今日は遅番だった。朝、あまりみっともいいことでもないのだけれどDiscordで愚痴を言ってしまった。この歳になっても結局独身で、子どももおらずロマンスにも恵まれない人生を過ごしてしまったことについて……書いていくうちに、そうした人生を送ってしまった大本にあるのは子どもの頃に女の子にずいぶん忌み嫌われ足蹴にされた記憶があるからそのトラウマか何かだろうと思った。こうして思い至るというのは愚痴の効用というやつなのかもしれない。結局それが嵩じて「女がなんだ」「本と音楽があれば(あと酒もあれば)もうあとは何も要らない」とまで思い詰めて無理をしたことを思い出す。当たり前の話として、ひと口に「女性」といっても千差万別だ。それは喩えるならぼくが堀江貴文西村博之といった人びとと肉体的な性こそ「男性」として共通してはいるものの考えていることがまるっきり違うのにも似ている。だから、過去の不幸な女性経験(?)から「女とはカクカクシカジカな生き物だ」と見なすのは短絡的だしリアルでもないのだ。クールでもないだろう。今はもっと多様な女性がこの世に存在することを認められている。そして、ふと「こんな風に『自分にハクをつける』ことを考えてしまうから相手にされないのかなあ」と反省した。

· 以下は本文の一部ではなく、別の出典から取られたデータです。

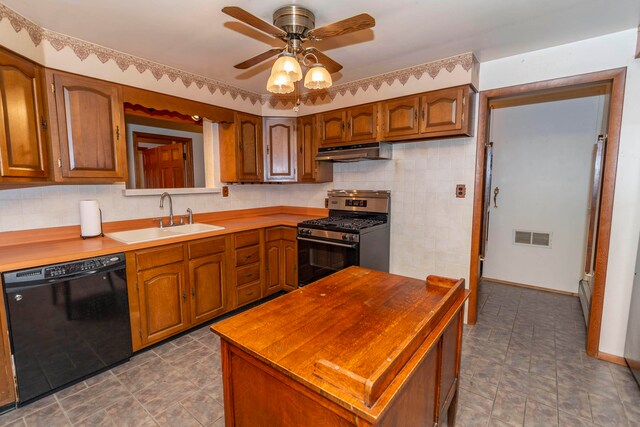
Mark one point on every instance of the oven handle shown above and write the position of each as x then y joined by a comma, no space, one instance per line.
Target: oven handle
344,245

今日は1時から仕事に入らなければならなかったので、午前中の切り詰めた時間の中で焦って詩を書く。その後、時間を見繕って今度の31日のミーティングで発表することがらについて煮詰める。ふと、Spotifyで聴いていた井上陽水「少年時代」について、この曲に登場する「風あざみ」という花について触れるところから始められないかと思った。そして、自分の「マイブーム」として詩を書くことを始めた話をして……あまり書くと当日に聞かれる方の期待を削ぐことになるので控えるけれど、井上陽水「少年時代」やそれ以外にもぼくが折に触れて聴いて口ずさんできた曲について(曲の歌詞もぼくにとっては立派な「詩」、もっと言えば「現代詩」なので)語りたいと思った。平沢進「たま」ブルーハーツ小西康陽b-flower など。そこから、ぼくが今読んでいる谷川俊太郎田村隆一といった詩人についてつなぎたいとも思う。それは引いては(大上段に構えてしまうが)「ことば」を見つめ直すということでもある。「ことば」で表現をしたり伝達をしたりする、その「ことば」それ自体について……なんだかウィトゲンシュタインの哲学みたいな話だがあまりややこしい、込み入ったものにしたいとも思っていない。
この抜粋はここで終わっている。